It was all over when Trump retook the US battleground state of Georgia, which he had narrowly lost four years ago, and then also won North Carolina, which shrunk Kamala Harris’s possible paths to victory. Harris could not win any of the battleground states—Pennsylvania, Arizona, Michigan, Wisconsin and Nevada—that were pivotal for her victory. 

And unlike his 2016 win, Trump also managed to win the popular vote this time, making this the first time Republicans secured this prize since 1992. 

Declaring it a “magnificent victory,” Trump underlined in his victory speech to his supporters that “America has given us an unprecedented and powerful mandate.”

This is a remarkable comeback for Trump four years after he left Washington under a cloud of ignominy. He has created history by becoming the only US president after Grover Cleveland in 1892 to return to the White House after a hiatus. 

For a leader who was indicted in four separate jurisdictions, convicted in New York City on 34 felony counts, impeached twice during his first term and left office with a favourability rating below 40%, this is indeed a staggering achievement.  

This was also an extraordinary election, with two assassination attempts and a criminal trial against a candidate, and a last-minute change in the Democratic Party candidate from Biden to Harris. The rhetoric during the campaign often plumbed new lows, with America’s political polarization often seen as almost permanent.

Yet, against the backdrop of a disastrous performance by Democrats, Republicans also won a majority in the US Senate and are expected to retain control of the House of Representatives, though several races are still undecided. 

This will ensure that Trump’s agenda will not face much pushback in the legislature. Trump’s victory is broad-based and a number of Republicans in the Senate and the House managed to ride on his coat-tails. He has reconfigured the Republican Party in his own image once again.

Given the high stakes in this election that both sides kept underlining to draw out their voter base, the turnout in 2024 has been the highest in modern American history.

But Harris did not manage to get the landslide support from women that was being expected. While a majority of women did support Kamala Harris, as per exit poll data, she failed to match the 57% who backed Joe Biden back in 2020.

Strikingly, a third of American voters across African-American, Latino and Asian groups voted for Trump, even as his Caucasian support went down by a fraction. This upends the conventional wisdom on US voting preferences, as a new demographic reality confronts the American polity.

The country’s political landscape has been witnessing some far-reaching changes in recent years due to changes in the demographic support base of both parties. 

The Republican Party is drawing in blue-collar and low-income voters and Democrats are over-reliant on college-educated youth and higher income groups, even as people of colour are no longer as enamoured with the party as they used to be.

This election was a stark reminder that Democrats have stopped speaking the language of a large number of US voters and they seem to have no plan of expanding their vote base. They seem to have become a party of Hollywood celebrities with little connect with the American heartland.
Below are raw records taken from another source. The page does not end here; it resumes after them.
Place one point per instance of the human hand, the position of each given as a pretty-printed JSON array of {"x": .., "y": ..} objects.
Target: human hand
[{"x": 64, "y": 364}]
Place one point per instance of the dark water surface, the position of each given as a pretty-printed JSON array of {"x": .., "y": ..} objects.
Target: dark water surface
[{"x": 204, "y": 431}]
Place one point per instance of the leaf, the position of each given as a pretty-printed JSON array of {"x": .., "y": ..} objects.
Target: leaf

The Trump campaign, meanwhile, succeeded in linking Harris to an undercurrent of discontent brewing against the Biden administration because of rising costs of living, a surge in migration at the southern border and instability abroad. Despite her best efforts, trying to dissociate herself from Biden was a lost cause for Harris.
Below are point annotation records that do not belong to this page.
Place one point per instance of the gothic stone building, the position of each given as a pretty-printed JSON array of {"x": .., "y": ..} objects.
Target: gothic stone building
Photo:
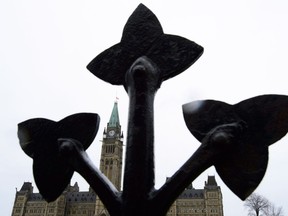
[{"x": 72, "y": 202}]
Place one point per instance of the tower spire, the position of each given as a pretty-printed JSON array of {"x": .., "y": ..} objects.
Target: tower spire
[{"x": 114, "y": 118}]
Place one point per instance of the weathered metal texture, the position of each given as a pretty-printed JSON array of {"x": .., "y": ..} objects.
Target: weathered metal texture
[
  {"x": 264, "y": 121},
  {"x": 39, "y": 139},
  {"x": 234, "y": 138}
]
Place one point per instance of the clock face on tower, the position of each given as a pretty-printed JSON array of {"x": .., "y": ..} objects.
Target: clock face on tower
[{"x": 111, "y": 133}]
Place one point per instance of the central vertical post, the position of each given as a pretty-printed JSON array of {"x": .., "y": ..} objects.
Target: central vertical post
[{"x": 142, "y": 82}]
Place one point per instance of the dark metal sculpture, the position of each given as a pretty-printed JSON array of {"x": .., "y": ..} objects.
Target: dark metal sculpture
[{"x": 234, "y": 138}]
Harris and Trump represented two strikingly different views of the US—on immigration, trade cultural issues and foreign policy—and American voters have given their verdict. 

Trump’s first term in office laid the foundations of a dramatic re-orientation in America’s engagement with the world, economically and strategically. 

This is reflected in an exit poll which showed that despite the ongoing wars in Ukraine and Gaza, as well as broader global instability, only 4% of respondents were concerned with foreign policy. An America that is leaning inwards has great implications for the world order.

Though India is better placed than many other countries vis-a-vis a Trump presidency, New Delhi will have to navigate the complexities of this shift in American strategic priorities carefully. 

A strong partnership with the US is a cornerstone of India’s contemporary foreign-policy posture. India will have to adapt to evolving realties in the American political landscape.

Trump’s arrival with a bigger bang in 2024 than 2016 has demonstrated that his earlier victory was no fluke and it heralded a wider shift in America’s engagement with the rest of the world.